With respect to the September 2013 statement, the court noted that the President & CMO did not “couch his representation of survival rates with prefatory language like ‘I believe’ or ‘In my estimation.’” He instead presented a “categorical proposition,” and “cited the results of ‘all the major American studies’” in support of his statement. The court found it significant that the statement was made “at an important conference for biotech investors.” Given the context, the court determined that “[i]nvestors in attendance reasonably would not have interpreted his statement as a baseless, off-the-cuff judgment; instead, they would have credited his statement as researched and intentional, part of a well-prepared professional presentation.” The Second Circuit held that the statement could lead “a reasonable investor” to believe that “no credible studies have shown resected pancreatic cancer patients to have survival rates higher than 20 months.” The court found the March 2014 statement similarly misleading, “[b]oth because of its posture as a response to a specific question and its categorical nature.”

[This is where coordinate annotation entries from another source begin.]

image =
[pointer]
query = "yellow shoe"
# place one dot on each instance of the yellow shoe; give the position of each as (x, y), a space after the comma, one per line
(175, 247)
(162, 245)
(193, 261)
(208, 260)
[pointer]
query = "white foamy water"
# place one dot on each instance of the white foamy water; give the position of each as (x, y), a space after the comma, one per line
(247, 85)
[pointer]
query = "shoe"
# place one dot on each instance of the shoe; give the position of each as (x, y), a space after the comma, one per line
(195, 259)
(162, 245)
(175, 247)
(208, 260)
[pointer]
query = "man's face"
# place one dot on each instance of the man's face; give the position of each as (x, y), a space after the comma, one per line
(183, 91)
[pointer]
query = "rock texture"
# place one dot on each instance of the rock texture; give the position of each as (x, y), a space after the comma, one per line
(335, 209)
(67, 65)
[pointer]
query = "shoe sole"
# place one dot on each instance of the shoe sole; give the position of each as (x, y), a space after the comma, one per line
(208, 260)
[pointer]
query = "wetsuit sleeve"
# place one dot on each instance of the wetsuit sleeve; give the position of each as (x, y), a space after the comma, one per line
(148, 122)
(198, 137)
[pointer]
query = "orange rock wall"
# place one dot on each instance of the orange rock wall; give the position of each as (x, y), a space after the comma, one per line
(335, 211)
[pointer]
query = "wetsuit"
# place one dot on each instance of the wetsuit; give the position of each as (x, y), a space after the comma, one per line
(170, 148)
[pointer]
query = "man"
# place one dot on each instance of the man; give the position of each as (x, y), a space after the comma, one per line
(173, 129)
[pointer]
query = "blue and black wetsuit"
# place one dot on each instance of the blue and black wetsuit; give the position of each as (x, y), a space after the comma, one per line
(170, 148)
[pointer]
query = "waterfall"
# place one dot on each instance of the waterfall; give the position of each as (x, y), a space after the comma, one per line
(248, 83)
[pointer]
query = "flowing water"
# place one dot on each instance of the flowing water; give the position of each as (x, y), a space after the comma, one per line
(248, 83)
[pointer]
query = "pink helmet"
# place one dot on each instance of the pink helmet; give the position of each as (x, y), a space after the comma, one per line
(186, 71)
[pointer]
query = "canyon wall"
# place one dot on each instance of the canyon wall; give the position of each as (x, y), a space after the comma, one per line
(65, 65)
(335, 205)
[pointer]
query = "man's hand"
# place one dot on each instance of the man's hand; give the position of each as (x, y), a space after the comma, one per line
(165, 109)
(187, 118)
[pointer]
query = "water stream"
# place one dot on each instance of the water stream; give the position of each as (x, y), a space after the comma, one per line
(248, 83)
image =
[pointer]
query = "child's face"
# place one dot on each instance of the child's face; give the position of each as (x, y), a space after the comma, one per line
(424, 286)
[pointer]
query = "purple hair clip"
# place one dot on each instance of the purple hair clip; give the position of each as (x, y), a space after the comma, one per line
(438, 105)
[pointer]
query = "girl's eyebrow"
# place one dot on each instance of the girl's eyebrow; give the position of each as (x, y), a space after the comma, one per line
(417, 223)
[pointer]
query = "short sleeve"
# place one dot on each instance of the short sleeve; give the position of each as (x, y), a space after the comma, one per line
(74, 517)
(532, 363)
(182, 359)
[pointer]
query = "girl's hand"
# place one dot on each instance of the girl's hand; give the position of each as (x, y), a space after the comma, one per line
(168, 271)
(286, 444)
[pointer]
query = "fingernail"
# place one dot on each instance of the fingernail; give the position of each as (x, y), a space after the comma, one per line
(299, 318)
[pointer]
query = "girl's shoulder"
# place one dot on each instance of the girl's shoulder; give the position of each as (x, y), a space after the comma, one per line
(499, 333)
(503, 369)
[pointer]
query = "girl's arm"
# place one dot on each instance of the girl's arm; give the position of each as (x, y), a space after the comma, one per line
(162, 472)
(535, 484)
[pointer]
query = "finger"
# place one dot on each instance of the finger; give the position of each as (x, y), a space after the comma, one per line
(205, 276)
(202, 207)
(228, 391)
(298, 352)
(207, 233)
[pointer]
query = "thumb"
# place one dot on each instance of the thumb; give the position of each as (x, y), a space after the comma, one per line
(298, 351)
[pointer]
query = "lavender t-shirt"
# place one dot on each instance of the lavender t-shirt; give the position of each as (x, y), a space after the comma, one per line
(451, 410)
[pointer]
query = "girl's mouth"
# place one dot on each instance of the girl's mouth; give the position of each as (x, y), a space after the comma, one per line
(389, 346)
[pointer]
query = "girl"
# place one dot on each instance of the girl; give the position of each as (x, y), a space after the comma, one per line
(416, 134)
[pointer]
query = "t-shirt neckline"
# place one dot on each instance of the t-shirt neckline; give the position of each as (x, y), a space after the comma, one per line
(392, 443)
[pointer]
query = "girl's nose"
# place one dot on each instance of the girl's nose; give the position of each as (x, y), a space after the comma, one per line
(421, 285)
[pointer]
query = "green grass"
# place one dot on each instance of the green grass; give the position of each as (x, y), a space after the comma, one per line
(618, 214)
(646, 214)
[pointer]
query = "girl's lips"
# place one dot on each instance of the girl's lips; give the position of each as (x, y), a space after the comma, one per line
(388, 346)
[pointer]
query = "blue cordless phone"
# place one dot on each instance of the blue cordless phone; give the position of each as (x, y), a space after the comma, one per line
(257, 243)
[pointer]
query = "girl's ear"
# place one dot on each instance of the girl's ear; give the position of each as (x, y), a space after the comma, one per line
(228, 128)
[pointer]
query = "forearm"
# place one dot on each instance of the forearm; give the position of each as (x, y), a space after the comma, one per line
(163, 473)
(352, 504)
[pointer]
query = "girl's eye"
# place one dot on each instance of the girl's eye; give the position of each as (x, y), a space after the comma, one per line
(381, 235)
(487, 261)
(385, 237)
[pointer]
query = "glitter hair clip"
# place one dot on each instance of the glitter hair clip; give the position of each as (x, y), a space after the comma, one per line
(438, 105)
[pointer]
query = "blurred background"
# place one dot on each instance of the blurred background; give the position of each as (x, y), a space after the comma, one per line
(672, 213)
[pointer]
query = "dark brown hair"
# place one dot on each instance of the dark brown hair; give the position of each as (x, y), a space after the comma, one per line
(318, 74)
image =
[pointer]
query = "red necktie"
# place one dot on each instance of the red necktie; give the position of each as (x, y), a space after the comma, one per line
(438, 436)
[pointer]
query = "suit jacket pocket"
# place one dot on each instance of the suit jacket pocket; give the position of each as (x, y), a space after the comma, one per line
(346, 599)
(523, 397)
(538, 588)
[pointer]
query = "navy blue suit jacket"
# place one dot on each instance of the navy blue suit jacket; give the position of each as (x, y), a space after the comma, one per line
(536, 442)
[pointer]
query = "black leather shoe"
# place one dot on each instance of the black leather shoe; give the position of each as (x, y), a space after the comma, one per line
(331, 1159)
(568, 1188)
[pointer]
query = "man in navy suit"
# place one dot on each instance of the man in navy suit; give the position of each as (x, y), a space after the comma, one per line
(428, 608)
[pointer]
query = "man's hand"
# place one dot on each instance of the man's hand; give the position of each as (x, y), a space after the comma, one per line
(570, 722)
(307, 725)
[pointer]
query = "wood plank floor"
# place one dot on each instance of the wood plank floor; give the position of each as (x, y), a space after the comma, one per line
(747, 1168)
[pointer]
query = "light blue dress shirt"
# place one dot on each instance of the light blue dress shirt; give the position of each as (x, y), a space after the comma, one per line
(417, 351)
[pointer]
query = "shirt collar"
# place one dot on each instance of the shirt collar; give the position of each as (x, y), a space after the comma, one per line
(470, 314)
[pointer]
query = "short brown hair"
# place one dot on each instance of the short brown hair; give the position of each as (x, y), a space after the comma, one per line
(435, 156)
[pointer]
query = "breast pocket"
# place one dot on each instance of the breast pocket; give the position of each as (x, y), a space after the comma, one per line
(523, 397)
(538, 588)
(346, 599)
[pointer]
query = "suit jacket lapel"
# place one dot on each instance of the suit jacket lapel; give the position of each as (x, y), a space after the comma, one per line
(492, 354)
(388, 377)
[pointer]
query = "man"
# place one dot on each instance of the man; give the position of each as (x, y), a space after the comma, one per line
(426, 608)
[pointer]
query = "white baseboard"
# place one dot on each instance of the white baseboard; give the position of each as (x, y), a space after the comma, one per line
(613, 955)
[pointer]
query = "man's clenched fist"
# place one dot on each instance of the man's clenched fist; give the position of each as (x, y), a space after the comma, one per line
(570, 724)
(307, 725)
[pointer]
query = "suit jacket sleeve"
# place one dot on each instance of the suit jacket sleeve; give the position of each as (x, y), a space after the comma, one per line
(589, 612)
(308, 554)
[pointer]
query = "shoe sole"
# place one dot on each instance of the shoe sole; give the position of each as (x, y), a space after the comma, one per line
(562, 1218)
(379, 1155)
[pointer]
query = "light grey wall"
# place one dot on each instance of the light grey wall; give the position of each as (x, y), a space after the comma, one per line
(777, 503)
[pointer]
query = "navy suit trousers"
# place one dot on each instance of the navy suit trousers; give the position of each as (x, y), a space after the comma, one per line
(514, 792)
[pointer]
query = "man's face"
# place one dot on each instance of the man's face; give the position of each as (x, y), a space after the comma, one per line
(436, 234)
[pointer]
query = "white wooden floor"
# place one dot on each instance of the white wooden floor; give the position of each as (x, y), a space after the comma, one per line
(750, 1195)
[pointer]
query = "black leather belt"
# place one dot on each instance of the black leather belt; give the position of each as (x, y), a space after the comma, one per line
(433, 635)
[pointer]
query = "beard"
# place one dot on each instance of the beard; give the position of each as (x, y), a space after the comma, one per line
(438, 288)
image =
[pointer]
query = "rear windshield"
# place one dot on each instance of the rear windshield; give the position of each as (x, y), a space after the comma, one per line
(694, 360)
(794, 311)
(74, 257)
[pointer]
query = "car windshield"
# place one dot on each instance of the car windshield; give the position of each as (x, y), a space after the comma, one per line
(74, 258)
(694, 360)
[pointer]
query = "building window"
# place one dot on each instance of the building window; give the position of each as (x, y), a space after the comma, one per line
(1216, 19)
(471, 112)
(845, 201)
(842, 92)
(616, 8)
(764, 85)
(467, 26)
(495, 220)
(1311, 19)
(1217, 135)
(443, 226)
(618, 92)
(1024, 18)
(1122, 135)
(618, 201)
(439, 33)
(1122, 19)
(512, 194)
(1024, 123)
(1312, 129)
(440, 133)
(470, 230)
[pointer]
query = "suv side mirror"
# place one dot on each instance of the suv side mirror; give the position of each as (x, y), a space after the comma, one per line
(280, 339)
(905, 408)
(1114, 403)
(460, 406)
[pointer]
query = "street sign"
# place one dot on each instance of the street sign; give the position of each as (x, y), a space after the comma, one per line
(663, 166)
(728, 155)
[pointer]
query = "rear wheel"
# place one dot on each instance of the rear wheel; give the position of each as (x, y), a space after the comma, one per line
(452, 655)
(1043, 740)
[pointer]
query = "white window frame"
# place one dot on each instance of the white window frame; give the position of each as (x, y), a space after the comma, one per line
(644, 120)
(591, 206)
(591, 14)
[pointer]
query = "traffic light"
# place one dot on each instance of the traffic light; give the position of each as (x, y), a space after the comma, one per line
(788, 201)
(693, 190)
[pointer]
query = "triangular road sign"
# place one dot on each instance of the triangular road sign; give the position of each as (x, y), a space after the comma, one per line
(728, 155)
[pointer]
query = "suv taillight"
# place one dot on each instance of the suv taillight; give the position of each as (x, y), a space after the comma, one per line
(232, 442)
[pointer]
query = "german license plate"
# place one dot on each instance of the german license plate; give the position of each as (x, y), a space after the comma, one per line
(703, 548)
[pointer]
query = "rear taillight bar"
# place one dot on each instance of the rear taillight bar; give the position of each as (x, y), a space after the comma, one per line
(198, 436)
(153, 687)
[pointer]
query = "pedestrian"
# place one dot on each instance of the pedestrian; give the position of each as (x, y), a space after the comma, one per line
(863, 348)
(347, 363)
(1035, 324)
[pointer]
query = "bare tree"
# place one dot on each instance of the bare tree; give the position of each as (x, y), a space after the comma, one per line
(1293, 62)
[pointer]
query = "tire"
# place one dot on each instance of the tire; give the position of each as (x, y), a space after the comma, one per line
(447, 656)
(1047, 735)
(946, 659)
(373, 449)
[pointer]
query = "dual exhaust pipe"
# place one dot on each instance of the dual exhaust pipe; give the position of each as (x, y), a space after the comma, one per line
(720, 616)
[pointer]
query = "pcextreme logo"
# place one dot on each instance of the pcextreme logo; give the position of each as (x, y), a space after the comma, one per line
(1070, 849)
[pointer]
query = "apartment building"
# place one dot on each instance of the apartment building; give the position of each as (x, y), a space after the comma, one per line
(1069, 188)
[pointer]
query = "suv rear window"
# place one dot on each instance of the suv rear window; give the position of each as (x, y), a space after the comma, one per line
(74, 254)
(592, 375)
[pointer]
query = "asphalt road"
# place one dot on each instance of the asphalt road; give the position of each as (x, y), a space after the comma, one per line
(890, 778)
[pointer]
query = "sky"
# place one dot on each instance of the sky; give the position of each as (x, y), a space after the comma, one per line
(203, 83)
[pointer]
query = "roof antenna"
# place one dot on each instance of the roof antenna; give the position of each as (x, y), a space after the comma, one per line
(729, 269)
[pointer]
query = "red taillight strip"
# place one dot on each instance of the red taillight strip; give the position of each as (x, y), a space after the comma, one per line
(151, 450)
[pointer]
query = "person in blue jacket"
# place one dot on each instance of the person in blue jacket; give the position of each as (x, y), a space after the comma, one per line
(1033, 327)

Plaintiffs Adequately Pled Loss Causation by Alleging That the Stock Price Dropped Due to the Clinical Trial’s Failure, Which Happened Because the Company Enrolled Ineligible Individuals

The Second Circuit explained that in order “[t]o establish loss causation, [p]laintiffs must demonstrate that the subject of the fraudulent statement or omission was the cause of the actual loss suffered.” Plaintiffs alleged, inter alia, that defendants “materially misrepresented . . . the design of their Phase 3 clinical trial, and that these misrepresentations caused [p]laintiffs’ financial losses.” Specifically, plaintiffs contended that “the failure of the Phase 3 trial was attributable to the concealed” enrollment of ineligible individuals, “and that the failure therefore constructively disclosed the fraud.” The Second Circuit found this theory of loss causation “persuasive,” reasoning that “a sufficient number of improper enrollments would naturally and predictably affect a trial’s statistical integrity.” The court concluded that plaintiffs’ theory “suffices” to plead loss causation “because, at this early pleading stage, we do not require conclusive proof of the causal link between the fraud and [p]laintiffs’ loss.”



[1] Please click here to read our discussion of the Supreme Court’s decision in Omnicare.

[2] Plaintiffs can also “allege that a statement of opinion contained one or more embedded factual statements that can be proven false.” Abramson, 965 F.3d 165.